As long as these actors regularly achieve their objective (stealing sensitive data), they are not motivated to update or rethink their techniques, tactics, or procedures (TTPs). These threat actors’ tactics follow the same principles of evolution – successful techniques propagate, and unsuccessful ones are abandoned. Attackers do not change their approach unless an external force or environmental shift compels them to. As the old saying goes: If it ain’t broke, don’t fix it.
So when a larger, successful threat actor changes up tactics, the move always piques our attention. Naturally, our first priority is ensuring that we detect the new or altered TTPs. But we also attempt to figure out why the adversary changed — what broke? — so that we can predict if and when they will change again in the future.

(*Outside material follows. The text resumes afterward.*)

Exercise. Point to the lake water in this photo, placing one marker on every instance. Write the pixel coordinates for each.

We observed an example of this phenomenon around May. About four months after The New York Times publicized an attack on its network, the attackers behind the intrusion[2] deployed updated versions of their Backdoor.APT.Aumlib and Backdoor.APT.Ixeshe malware families.
The previous versions of Aumlib had not changed since at least May 2011, and Ixeshe had not evolved since at least December 2011.
We cannot say for sure whether the attackers were responding to the scrutiny they received in the wake of the episode. But we do know the change was sudden. Akin to turning a battleship, retooling TTPs of large threat actors is formidable. Such a move requires recoding malware, updating infrastructure, and possibly retraining workers on new processes.
The following sections detail the changes to Backdoor.APT.Aumlib and Backdoor.APT.Ixeshe.
Backdoor.APT.Aumlib
Aumlib has been used in targeted attacks for years. Older variants of this malware family generated the following POST request:
POST /bbs/info.asp HTTP/1.1
Data sent via this POST request transmitted in clear text in the following structure:
<VICTIM BIOS NAME>|<CAMPAIGN ID>|<VICTIM EXTERNAL IP>|<VICTIM OS>|
A recently observed malware sample (hash value 832f5e01be536da71d5b3f7e41938cfb) appears to be a modified variant of Aumlib.
The sample, which was deployed against an organization involved in shaping economic policy, was downloaded from the following URL:
status[.]acmetoy[.]com/DD/myScript.js or status[.]acmetoy[.]com/DD/css.css
The sample generated the following traffic:
This output reveals the following changes when compared with earlier variants:
- The POST URI is changed to /bbs/search.asp (as mentioned, earlier Aumlib variants used a POST URI of /bbs/info.asp.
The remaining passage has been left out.